Kampala Kids League is a programme in Kampala, Uganda that offers opportunities for children from different social, economic and religious backgrounds to mix and play together.

==History==

Kampala Kids League (KKL) was founded by Trevor Dudley (a British resident of Kampala) in 1998 to help boys and girls aged 4–14 in the capital city of Uganda to improve their lives through sport.

Schools in the city were coming under pressure at that time to improve academic results and sports were being excluded. New schools were also being built without playing fields. Children in Uganda therefore needed the opportunity to play team sports.

Since then over 16,000 boys and girls from over 160 different Schools, Orphanages and Street Children's organisations have successfully completed over 50 different seasons of Football, Basketball, Baseball and Mini Cricket activity. Over 2,000 adult volunteers have been trained as coaches and administrators and over 150 different local corporate sponsors have supported the leagues.

In 2003 Trevor Dudley was awarded a fellowship from Ashoka Foundation for creating significant social change in Kampala. He was awarded an MBE in the New Years Honours of 2008 for services to children's sport and health education in Uganda.

Between 2001 and 2009, KKL prepared a youth soccer squad to travel to Europe. The team won 21 international soccer tournaments, including the Gothia Cup World Youth Cup (six times), Norway Cup, Tivoli Cup (eight times), Football Festival Denmark (three times), Haarlem Cup, Pitea Summer Games, and Storsjocquen tournaments. Former KKL participants have gone on to join the Ugandan Cranes National Football Team, and some have received placements in European academies. Dorian Viktor Klonaridis later joined Lille FC.

In 2005 the KKL Mini Cricket programme was awarded the International Cricket Council's (ICC) Best Junior Cricket Initiative Award in Africa.

KKL relies on corporate funding to support its innovative social sports programmes

Following the success of KKL, The Kids League (Uganda) (TKL) was set up in 2004 as a non profit to help boys and girls aged 8–15 at grassroots level throughout Uganda improve their lives using sport.

In 2010 Trevor officially retired and his son, Mark Dudley took over the organisation.

==Royal visit==

In November 2007, KKL was honoured with a visit by the Prince of Wales during the CHOGM conference taking place that year in Uganda. It was the first visit of the Prince of Wales to Uganda.

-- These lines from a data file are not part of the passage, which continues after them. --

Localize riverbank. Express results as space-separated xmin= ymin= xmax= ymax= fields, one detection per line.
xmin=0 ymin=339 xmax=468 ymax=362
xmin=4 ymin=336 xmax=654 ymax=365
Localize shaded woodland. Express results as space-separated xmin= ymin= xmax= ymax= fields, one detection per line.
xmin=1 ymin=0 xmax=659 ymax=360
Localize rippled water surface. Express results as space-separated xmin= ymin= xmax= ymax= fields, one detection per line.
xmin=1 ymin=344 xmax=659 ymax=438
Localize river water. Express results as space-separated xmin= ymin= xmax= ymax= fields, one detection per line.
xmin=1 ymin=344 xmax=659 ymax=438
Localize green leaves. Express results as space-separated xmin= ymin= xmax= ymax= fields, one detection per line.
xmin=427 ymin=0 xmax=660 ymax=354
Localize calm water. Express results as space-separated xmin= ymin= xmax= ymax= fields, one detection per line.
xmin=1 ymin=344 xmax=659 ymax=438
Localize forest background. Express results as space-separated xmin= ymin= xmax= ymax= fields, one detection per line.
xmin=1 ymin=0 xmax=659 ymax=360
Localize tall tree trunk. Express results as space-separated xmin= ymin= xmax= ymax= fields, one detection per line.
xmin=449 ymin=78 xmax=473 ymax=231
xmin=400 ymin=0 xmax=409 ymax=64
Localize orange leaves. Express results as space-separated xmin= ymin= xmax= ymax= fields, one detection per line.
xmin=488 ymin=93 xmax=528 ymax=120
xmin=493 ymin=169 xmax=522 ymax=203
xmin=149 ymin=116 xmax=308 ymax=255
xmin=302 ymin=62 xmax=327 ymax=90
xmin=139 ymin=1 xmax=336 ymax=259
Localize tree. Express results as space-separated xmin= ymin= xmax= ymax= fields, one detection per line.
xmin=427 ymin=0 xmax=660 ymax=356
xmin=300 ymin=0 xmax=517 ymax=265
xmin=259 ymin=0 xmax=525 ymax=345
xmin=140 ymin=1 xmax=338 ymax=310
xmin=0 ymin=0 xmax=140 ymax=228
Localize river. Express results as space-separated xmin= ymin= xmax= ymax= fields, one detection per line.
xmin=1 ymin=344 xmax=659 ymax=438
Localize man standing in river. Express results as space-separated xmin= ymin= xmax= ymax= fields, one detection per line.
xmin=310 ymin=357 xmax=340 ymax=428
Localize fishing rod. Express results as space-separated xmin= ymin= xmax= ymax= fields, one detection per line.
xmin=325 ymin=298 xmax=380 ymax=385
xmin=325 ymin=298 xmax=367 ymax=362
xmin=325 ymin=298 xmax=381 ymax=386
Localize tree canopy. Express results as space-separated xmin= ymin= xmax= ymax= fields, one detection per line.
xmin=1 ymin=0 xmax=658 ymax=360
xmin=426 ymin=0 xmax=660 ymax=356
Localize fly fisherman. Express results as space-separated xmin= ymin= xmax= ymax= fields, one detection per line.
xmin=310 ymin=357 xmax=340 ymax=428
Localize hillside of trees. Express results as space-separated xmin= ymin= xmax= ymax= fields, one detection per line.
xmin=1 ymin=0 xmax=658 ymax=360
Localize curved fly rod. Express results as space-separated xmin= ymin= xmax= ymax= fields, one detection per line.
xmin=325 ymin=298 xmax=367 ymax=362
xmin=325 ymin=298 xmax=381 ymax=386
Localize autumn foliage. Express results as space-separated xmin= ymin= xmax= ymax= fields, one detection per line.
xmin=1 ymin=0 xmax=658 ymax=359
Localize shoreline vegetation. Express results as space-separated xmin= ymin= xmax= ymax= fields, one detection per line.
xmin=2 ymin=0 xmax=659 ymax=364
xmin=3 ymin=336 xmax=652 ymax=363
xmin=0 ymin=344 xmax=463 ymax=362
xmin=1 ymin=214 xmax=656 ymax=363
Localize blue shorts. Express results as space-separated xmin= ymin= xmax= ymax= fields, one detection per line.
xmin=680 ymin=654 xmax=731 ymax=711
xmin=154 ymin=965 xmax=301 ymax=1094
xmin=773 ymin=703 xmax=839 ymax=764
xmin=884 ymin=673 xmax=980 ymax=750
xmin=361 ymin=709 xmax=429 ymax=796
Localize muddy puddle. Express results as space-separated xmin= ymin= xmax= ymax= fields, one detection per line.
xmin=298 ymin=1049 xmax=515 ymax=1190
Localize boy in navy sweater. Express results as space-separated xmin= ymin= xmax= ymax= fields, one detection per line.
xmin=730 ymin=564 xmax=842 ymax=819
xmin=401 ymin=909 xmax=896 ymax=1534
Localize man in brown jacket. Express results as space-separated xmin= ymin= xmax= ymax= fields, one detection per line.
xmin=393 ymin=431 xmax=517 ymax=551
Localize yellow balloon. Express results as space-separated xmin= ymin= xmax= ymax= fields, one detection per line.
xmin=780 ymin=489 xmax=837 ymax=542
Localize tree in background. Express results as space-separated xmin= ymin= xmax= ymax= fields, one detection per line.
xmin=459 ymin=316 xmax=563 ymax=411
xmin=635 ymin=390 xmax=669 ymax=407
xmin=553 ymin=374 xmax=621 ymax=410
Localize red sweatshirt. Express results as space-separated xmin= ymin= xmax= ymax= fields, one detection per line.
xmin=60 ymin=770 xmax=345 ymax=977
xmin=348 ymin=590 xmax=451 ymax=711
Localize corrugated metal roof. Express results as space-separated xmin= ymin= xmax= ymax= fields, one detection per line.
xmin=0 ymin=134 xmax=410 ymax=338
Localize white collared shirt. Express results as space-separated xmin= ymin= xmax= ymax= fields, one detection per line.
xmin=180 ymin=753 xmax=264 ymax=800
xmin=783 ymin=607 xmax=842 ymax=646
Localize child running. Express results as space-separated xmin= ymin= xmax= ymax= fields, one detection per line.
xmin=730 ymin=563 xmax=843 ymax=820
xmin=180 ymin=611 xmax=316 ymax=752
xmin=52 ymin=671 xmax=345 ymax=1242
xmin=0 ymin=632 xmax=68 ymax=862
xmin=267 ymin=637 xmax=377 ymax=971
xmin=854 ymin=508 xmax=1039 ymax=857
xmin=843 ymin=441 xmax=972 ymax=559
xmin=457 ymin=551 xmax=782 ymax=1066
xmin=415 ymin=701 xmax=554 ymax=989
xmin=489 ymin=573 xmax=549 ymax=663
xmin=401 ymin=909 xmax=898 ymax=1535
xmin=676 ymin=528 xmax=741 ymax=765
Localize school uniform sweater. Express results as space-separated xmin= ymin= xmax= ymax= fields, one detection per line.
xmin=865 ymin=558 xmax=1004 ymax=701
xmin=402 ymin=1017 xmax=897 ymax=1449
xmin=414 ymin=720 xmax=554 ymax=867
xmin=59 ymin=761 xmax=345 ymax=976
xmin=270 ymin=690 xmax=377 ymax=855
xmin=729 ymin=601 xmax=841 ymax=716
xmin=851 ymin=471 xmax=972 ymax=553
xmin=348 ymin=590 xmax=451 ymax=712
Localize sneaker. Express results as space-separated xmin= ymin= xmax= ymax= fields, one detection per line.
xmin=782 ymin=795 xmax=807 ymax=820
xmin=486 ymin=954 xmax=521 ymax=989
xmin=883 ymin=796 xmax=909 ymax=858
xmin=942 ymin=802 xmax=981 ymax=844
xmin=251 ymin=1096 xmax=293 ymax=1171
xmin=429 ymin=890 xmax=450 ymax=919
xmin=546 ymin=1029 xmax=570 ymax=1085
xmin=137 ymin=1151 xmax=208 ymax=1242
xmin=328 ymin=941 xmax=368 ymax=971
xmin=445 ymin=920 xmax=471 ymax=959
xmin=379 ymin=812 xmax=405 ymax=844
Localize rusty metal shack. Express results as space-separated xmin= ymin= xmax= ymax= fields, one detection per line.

Prince Charles visited the offices of KKL and met all the staff and 20 boys and girls representing programmes that KKL and TKL had established. Prince Charles lifted one of the Gothia Cup trophies and took penalties against one of the boys much to the delight of the waiting photographers. The Prince of Wales unveiled a plaque on the KKL office block to commemorate the visit.